Missing Oklahoma Mom Jaymie Adams Met Clients for Sex, Husband Told Cops

(Facebook)

The husband of a mother missing since early December changed his story after reporting her disappearance, adding the detail that she was advertising as a massage therapist on Craigslist and meeting men for sex, according to a new police report.

Justin Adams initially told Oklahoma City, Okla., police his wife, Jaymie Adams, 26, went missing when she went to meet a friend at a local McDonald's. He said the last time he heard from her was when she called to tell him she was in the parking lot. He found her empty van the next morning around 5 a.m. and reported her missing.

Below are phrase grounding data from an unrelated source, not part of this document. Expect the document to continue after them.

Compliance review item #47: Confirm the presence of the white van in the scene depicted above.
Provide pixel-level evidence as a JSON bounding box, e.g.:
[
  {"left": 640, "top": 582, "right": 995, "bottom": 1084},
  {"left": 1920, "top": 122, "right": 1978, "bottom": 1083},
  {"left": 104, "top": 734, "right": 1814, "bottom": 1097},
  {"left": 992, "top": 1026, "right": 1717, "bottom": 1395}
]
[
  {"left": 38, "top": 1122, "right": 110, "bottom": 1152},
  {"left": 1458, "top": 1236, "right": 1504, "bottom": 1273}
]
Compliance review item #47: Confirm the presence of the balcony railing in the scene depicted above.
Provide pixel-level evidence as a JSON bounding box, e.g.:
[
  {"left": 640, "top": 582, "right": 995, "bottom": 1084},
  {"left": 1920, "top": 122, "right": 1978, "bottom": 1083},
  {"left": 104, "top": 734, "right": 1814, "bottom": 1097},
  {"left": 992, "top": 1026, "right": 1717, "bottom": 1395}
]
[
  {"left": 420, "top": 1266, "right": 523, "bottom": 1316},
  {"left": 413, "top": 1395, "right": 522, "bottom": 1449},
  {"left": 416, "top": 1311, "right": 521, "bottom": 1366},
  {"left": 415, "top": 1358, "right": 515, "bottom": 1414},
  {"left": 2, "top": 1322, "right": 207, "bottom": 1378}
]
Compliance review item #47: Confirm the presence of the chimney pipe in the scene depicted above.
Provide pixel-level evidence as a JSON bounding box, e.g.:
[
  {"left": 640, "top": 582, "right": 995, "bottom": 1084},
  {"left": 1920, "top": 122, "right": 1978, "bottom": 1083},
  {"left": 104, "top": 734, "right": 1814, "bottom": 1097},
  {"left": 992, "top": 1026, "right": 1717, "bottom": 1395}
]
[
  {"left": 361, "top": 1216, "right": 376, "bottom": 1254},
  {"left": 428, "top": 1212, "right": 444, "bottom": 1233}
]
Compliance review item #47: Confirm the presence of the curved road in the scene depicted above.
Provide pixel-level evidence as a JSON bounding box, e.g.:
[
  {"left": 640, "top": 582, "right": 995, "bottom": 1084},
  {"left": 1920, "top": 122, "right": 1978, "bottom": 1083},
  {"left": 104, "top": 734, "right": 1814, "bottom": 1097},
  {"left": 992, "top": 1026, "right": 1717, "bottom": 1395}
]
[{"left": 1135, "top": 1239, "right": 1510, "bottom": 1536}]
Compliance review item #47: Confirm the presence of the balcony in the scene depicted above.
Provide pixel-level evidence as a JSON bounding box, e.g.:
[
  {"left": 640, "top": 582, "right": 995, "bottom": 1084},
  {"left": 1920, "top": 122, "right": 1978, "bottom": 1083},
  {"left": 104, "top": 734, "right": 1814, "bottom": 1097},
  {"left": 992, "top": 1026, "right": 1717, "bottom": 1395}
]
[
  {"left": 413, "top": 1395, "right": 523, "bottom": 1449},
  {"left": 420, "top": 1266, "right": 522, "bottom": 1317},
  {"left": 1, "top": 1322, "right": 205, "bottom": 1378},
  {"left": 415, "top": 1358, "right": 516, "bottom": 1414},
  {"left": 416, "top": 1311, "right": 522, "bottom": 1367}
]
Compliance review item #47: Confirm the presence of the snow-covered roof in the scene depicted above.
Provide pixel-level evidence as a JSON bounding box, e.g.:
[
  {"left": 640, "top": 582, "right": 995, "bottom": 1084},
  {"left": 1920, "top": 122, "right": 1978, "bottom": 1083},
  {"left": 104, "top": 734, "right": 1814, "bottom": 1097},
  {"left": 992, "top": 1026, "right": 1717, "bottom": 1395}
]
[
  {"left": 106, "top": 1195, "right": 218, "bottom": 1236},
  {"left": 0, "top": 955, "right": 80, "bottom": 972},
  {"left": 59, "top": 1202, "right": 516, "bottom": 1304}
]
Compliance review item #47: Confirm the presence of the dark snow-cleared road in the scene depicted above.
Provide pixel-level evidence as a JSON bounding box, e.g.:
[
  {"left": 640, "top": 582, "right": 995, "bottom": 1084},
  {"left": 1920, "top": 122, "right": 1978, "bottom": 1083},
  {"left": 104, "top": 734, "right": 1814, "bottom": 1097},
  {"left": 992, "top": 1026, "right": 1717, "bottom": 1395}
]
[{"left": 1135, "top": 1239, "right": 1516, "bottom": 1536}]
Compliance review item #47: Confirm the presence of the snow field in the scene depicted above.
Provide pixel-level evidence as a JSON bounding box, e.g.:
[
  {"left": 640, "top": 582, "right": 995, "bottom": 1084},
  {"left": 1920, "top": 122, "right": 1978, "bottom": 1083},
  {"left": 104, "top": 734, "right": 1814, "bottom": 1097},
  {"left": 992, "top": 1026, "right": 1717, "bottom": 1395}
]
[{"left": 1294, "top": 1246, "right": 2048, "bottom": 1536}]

A search warrant for Justin and Jaymie Adams' cell phone records filed this week revealed that Justin Adams came back the next day with a different story.

"On [Dec. 11, 2011] … Justin Adams walked into the OCPD Santa Fe Briefing Station and informed officers that he hadn't been completely honest with officers in reference to his report on [Dec. 10]," the report reads.

Adams informed officers that his wife - who has three kids and who a Facebook page said was two months pregnant -  advertised as a massage therapist on Craigslist, but was actually "engaging in sexual acts for cash."

Adams told officers his wife was actually going to meet a client at a motel, and the last he message he received from her said she was at McDonald's, but the client didn't show up.

The couple also participated in "swinging" with people they met on Craigslist, Adams told authorities.

Jaymie Adams took her cell phone and laptop with her when she left that night. According to the police report, "telephone records show that during the morning of 12/10/11, the telephones of both Justin and Jaymie were relaying telephone calls from the same telephone towers."

Justin Adams also told authorities, according to the warrant, that a nearby restaurant owner told him he had seen Jaymie Adams paying for her meal at nearly 3 a.m. on Dec. 10.

Investigators interviewed the restaurant manager Justin Adams said he had spoken with, but the manager told police he didn't remember seeing Jaymie Adams. Surveillance video from the restaurant also didn't show her in the restaurant.

Several days after Adams admitted to initially lying to police, he agreed to take a polygraph test. He was found to be "deceptive" when answering the question, "Do you know your wife's whereabouts?"

Sgt. Gary Knight with the Oklahoma City Police Department said there have been no new developments in the case, and both missing persons and homicide detectives are working to find Jaymie Adams.

"Any time there's a case like this, when someone's been missing a long time and the circumstances are so suspicious, you don't know if they're going to turn up alive or dead," Knight told ABC News, "so we have investigators from different departments, including homicide, involved in the investigation."

Calls to Justin Adams' attorney, Irven Box, were not returned. Speaking with KFOR-TV in Oklahoma City, Box downplayed his client's actions.

"There's nothing unreasonable about him not disclosing that she was out prostituting herself," Box said. "He didn't want police to know that, so he was deceptive to start with."

Box added that his client hasn't been accused of any crime.

"The big thing is there's not a crime here," Box said. "There's just a disappearance. There's nothing criminal about someone disappearing."

Police have not named any suspects in the disappearance.